Like bad apples rotting the barrelful, there are bad breeders, poorly bred dogs, and irresponsible owners ruining the breed, with hungry media willing to profit off a bizarre story of aggressive dogs. "15 minutes of infamy" and a "Dogs-as-Guns" marketing ploy, sensationalized on national cable television, will likely result in the need for 15 years of damage control, if it can be effectively done at all. "National Geographic's Designer Dogs", supposedly about dogs of the future, along with those who participated in the Caucasian segment, may have doomed the Caucasian breed to becoming a dog of the past.

(c) 2004 Stacey Kubyn
All Rights Reserved
Contact Author for reprint permission

Esquire Caucasians [email protected]
http://www.esquirecaucasians.com (http://www.esquirecaucasians.com/)
(440) 286-2374


(1) "Designer Dogs" aired January 18, 2004, on National Geographic Presents, in the United States on the National Geographic Channel.
http://news.nationalgeographic.com/news/2004/01/0115_040115_tvdesignerdogs.html (http://news.nationalgeographic.com/news/2004/01/0115_040115_tvdesignerdogs.html)

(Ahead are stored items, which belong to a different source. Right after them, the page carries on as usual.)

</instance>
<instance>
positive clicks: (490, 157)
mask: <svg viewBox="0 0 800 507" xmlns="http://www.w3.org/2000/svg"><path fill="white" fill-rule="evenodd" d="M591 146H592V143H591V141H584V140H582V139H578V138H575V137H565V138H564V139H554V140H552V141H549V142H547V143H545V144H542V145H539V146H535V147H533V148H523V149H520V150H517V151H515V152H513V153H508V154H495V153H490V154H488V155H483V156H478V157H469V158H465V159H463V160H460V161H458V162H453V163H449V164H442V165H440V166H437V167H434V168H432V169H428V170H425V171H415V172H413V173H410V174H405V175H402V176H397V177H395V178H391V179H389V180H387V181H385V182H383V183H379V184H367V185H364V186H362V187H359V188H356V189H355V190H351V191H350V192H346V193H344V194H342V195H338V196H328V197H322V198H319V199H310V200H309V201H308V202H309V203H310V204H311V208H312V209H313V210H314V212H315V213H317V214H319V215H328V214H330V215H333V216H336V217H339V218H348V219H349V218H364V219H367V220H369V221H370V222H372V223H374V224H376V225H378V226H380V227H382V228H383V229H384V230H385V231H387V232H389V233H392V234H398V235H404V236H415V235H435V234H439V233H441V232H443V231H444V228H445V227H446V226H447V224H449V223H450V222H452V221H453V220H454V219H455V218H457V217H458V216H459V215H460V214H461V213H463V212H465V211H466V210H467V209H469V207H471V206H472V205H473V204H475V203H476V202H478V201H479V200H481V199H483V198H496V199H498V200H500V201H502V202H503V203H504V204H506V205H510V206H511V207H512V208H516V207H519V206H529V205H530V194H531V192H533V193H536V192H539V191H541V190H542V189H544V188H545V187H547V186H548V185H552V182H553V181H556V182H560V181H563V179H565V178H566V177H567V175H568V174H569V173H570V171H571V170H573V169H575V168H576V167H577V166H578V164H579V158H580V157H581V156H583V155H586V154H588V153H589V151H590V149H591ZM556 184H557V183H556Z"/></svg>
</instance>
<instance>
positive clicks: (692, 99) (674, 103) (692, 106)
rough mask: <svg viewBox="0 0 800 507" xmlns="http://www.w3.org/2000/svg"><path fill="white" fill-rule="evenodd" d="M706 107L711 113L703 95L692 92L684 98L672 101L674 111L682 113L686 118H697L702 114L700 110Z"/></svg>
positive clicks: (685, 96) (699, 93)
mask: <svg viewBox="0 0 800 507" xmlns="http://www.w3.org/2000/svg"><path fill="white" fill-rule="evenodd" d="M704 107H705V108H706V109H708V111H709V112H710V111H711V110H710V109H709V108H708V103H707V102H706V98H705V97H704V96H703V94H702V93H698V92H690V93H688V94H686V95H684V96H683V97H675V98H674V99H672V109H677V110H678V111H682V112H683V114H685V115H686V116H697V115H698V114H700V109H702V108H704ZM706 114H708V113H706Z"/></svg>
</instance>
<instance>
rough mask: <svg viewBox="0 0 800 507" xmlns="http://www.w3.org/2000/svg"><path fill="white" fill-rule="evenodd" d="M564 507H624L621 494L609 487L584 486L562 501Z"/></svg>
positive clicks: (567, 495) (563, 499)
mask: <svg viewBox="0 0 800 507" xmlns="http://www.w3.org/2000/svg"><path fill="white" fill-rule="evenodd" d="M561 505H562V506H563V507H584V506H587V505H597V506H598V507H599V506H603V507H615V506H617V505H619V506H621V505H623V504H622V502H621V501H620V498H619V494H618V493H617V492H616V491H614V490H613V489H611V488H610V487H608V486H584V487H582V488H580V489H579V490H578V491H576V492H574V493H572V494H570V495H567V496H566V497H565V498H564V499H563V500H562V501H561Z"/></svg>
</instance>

Contact National Geographic:
By E-Mail [email protected]
This is what I saw that night and it was so scary. We raised German Shepards when I was a child and my dad who was in law enforcement also helped train them. This program scared me, these dogs were like nothing I had ever seen before. I could only imagine them in the hands of dumb, ruthless power hungrey people wanting to hurt others. I know there is no such thing as a bad dog, but with the incorrect influence and training these animals are deadly.

02-26-2007, 03:56 PM
I saw a special on these dogs too.I am very disturbed that people would breed this dog with it's aggessive temperment and breed for it's aggessive temperment.

02-26-2007, 04:10 PM
Wow, I have no idea what the dog is like when it comes to aggression, but it sure is big and beautiful:)

02-26-2007, 05:08 PM
Sorry but when I talked to CO people I was told the breeder on that NG show isn't a reputable one and yes they need a firm hand to keep the controlled. They also made them sound worse than they were on that show.

This is a rescue I always enjoy looking at. If anyone is interested. lol

02-26-2007, 05:21 PM
they need a firm hand to keep the controlled.

Exactly! That is the key to this breed.

02-26-2007, 05:21 PM
They are pretty dogs, look like a cross between a bear and a Saint Bernard I think.